‘Music is a universal language that embodies one of the highest forms of creativity’ (The National Curriculum)
At Torrisholme, we want to encourage our children to go on a musical journey, enabling them to develop their creativity and the ability to express themselves with confidence. We want them to develop the ability to let go of any inhibitions and have fun, developing self-esteem and the ability to connect with others. We would like to open their mind to music from around the world, listening and responding to a variety of different genres. We hope to develop within them a love of singing, performing and composing and to develop an ability to reflect and respond in a positive and creative manner.
The aims of our Music curriculum are that the children
- Can sing confidently, both as a soloist and as part of a group
- Have opportunities to learn a musical instrument and play a variety of tuned and untuned instruments in school.
- Understand and explore how music is created, produced and communicated
- Compose music on their own and with others, both written and with the aid of technology
- Listen to, review and evaluate the work of great composers and musicians from a range of historical periods, genres, styles and traditions and have an appreciation of a range of different musical styles.
- Take part in a musical production each year and have opportunities to attend musical clubs after school and perform to the wider community.
Using the Music Scheme ‘Charanga’ our pupils have the opportunity to sing, listen, play, perform and evaluate. This is embedded in classroom activities as well as weekly singing assemblies, performances, the learning of instruments, and the joining of musical ensembles.
In the Early Years, music contributes to a child’s development in the area of expressive arts and design. Music in Reception classes is an integral part of the topic work covered during the year. Reception take part in a musical nativity at Christmas time.
Key stage 1 and 2 children are taught music by their class teacher or PPA teacher throughout the year, with one half term dedicated to producing a musical performance. Through classroom lessons, children are taught the elements of music which enable them to use the language of music to discuss and understand how it is made, played, appreciated and analysed. In each lesson, the children have the opportunities to play and improvise, respond to and evaluate music, learn new songs and play simple accompaniments.

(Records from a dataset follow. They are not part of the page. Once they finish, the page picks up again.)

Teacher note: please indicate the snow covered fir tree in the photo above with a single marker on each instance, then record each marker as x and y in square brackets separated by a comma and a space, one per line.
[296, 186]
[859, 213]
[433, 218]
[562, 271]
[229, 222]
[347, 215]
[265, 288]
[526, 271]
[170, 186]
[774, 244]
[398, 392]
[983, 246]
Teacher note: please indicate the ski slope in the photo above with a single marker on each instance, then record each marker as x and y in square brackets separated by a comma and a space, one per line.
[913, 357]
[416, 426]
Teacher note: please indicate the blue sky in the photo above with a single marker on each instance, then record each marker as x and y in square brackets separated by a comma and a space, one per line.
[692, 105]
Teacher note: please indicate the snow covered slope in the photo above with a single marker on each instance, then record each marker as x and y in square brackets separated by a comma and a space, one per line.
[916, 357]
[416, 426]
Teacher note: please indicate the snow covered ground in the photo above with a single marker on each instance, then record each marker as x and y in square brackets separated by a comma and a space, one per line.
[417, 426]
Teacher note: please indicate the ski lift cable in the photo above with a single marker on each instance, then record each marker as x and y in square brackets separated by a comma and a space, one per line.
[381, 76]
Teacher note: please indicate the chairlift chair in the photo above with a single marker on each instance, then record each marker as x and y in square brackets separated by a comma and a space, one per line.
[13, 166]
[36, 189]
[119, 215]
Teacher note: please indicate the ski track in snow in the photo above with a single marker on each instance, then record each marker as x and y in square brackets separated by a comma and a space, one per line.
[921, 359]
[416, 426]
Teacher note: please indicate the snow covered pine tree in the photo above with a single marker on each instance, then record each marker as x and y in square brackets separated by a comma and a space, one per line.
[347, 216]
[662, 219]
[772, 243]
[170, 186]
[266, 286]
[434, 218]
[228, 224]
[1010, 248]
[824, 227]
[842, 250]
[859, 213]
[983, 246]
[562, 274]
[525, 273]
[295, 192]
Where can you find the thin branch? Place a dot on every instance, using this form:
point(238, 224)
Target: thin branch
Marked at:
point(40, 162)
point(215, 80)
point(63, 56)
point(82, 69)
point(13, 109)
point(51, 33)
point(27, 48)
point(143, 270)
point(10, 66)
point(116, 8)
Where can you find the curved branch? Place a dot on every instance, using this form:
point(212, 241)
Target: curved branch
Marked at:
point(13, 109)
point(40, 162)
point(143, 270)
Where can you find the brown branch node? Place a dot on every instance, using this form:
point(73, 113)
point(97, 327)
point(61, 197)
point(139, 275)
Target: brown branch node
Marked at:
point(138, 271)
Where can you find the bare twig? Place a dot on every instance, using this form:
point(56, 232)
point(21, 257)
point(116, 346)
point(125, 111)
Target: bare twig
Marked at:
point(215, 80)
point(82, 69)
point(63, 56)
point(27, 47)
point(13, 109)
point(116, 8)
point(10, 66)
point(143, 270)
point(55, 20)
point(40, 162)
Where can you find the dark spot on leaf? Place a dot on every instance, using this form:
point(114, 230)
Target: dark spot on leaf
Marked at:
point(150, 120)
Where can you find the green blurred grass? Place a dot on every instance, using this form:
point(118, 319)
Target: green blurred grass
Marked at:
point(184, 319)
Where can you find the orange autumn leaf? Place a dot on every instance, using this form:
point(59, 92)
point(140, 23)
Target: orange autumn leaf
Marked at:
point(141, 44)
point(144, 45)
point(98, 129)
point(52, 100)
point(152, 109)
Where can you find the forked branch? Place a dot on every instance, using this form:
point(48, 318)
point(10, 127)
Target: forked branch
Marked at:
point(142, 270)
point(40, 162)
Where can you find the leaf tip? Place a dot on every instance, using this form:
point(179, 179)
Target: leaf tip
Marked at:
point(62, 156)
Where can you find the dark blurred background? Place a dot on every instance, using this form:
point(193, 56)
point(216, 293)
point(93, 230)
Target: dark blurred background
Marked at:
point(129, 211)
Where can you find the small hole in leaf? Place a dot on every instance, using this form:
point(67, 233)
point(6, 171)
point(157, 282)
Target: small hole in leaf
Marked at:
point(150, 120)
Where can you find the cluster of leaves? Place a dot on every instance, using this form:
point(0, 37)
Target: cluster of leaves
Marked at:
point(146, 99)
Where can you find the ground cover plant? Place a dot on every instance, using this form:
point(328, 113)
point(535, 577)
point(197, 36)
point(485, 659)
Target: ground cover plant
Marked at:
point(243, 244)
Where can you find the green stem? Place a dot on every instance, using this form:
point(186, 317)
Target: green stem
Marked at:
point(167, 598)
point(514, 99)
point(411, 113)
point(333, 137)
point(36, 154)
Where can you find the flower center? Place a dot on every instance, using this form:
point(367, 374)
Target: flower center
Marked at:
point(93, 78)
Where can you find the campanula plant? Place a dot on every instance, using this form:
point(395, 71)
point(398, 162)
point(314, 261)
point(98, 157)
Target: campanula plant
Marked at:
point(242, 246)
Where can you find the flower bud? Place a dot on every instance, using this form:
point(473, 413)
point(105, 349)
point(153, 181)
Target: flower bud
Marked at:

In Year 3, the children learn the recorder and in Year 4, children learn to play the ukulele. From Year 3, the children learn to read and write standard notation. Composing using technology is also part of the curriculum, developing their understanding of musical elements.
Children throughout the school sing regularly in assemblies and in class. We have a singing practice once a fortnight for Key Stage 2 and weekly for Key Stage 1, and children
in years 1 – 6 are given the opportunity to join the school sing and sign club. This group of singers take part in school and community performances throughout the year. Other music clubs are available including guitar and recorder club. Children also have the opportunity to pay for private music lessons as an individual or in a small group, provided by the Lancashire Music hub. These lessons include keyboard, voice, string, woodwind and guitar.
Teachers assess children’s work in music by making informal judgements as they observe them during lessons. Additional evidence is gained during class lessons, school performances or other relevant events, and may be presented in the form of recordings or photographs.
At Torrisholme we welcome musical opportunities offered to us from the Lancashire Music Hub.
Singing celebration with Emma Williams
Through teaching and participating in Music, we hope to develop musical skills which have a lasting impact on the children and adults in school as well as reaching out to others in the community. Whole-school and parental involvement should increase through performances, extra-curricular activities and other musical opportunities, such as visiting musicians. Participation in musical activities promotes listening and develops concentration. It ensures a joining together across the school and reaches out to the world beyond. We want music to be loved by adults and children alike; it should create opportunities to increase an understanding of a creative subject, as well as fostering a sense of community and belonging, and last but not least, having fun!